Crônicas de Jerusalém segue essa trilha, mas num contexto mais familiar, sendo um “dona de casa ”, cuidando dos filhos e explorando o terreno nas horas vagas. Delisle nos mostra sua visão do confronto palestino-israelense ao longo de um ano de residência naquela cidade e, como reflete seu estilo, não o faz do ponto de vista crítico ou partidário.
Se colocando como um personagem curioso, que perambula pelas ruas de Jerusalém observando a evolução e as atitudes de seus habitantes, enquadradas nas três religiões que têm sua origem ali e quais os motivos dessa rivalidade ancestral pelas raízes de uma terra que todos consideram tocados pela mão de Deus.
A perspectiva
Na obra de Delisle, a urbs, a cidade em si, não é apenas um espaço social dinâmico onde se definem alguns dos elementos mais essenciais das culturas contemporâneas, mas também um ponto de fuga para o qual convergem tendências relevantes para um grupo social. Sua perspectiva analisa sobre esses diferentes aspectos da sociedade, o que faz que a interpretação mude, de acordo com a forma como observamos o que ele desenvolve; uma característica que enriquece seu trabalho globalmente e em cada uma de suas narrativas gráficas individuais.
Como no caso de Jerusálem, dentro de uma perspectiva panorâmica, notamos que é uma sociedade altamente militarizada, onde os pontos de acesso (passagens de fronteira e aeroportos) exercem pressão constante sobre o visitante, quase considerado uma ameaça, e onde a presença onipresente das forças de segurança são completamente naturalizadas, a ponto de transformar o questionamento em outra forma de diálogo e comunicação.
Um realismo que podemos notar como marca desse autor, vide o vídeo abaixo (em francês), onde trata de seu trabalho em Crônicas de Jerusalém:
Em Crônicas de Jerusalém podemos observar também uma divergência evidente: a presença do fator cultural religioso. Há credos por toda a cidade e dentro dessas visões religiosas, numerosas interpretações coexistem.
A narrativa nos mostra sutilmente essas nuances: ao visitarmos diferentes bairros ultraortodoxos, ao mostrar os conflitos de cristãos entre si sobre o acesso às suas relíquias, ou abordar como um país pode determinar sua visão de tal forma que estabelece uma relação de fobia com outros grupos do mesmo credo.
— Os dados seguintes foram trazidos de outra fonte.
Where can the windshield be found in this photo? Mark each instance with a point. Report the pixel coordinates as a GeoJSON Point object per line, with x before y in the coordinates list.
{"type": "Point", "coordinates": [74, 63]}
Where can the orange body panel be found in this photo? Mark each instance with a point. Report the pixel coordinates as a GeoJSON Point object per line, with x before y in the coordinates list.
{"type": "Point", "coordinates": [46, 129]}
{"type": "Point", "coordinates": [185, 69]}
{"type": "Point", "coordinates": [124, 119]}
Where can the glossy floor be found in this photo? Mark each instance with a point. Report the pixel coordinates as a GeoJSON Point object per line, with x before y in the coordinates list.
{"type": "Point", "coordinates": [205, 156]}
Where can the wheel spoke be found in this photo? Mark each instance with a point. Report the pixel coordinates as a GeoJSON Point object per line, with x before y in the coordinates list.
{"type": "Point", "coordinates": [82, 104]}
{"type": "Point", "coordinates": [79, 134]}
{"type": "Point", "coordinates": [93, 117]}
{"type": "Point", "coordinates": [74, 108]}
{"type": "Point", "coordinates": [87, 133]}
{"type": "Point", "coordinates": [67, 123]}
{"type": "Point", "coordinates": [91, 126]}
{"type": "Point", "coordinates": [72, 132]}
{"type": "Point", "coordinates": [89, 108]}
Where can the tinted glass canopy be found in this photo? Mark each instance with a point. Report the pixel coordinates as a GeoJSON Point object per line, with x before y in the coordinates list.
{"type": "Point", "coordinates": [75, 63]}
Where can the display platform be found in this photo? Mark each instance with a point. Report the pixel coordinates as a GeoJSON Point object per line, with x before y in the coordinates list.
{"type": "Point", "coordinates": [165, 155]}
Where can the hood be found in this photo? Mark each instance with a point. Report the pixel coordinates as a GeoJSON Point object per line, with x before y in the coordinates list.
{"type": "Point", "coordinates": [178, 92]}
E Delisle vai caminhando pela cidade santa com seus toques de humor baseados em situações surrealistas. Uma frase mostra bem esse fator, dentro de sua veia: “Os cristãos não conseguem dar um bom exemplo no meio deste conflito que divide o mundo inteiro há tanto tempo. É um pouco desesperador. Eu juro que, vendo o espetáculo que as religiões dão por aqui, não tenho vontade de ser crente“.
Bem irônico, o autor passa longe daqueles típicos cadernos de viagem, traz suas visitas a diferentes territórios, ocupados por israelenses ou palestinos, para próximo de nós; mostrando-nos as idiossincrasias de uma sociedade que tem mais em comum do que diferenças. Porém, não esmiuça fatos fundamentais para a compreensão dos conflitos que ocorrem ali. Enquanto sua esposa está em Gaza, ele fica no centro urbano de Jerusalém, vivendo o que pode ser visto.
Seu estilo é de um desenho simples e esquemático, com uma paleta de cores bem escassa, mas que torna os principais pontos de Jerusalém facilmente reconhecíveis sem a necessidade de um estilo mais detalhista. E com esses traços confere a cada um quadro a carga de enredo adequada para o tema abordado.
Crônicas de Jerusalém é um diário de bordo de uma visita, mostra o conflito ancestral de uma forma diferente, dentro de sua perspectiva, sem compor uma visão mais ampla como em outros trabalhos.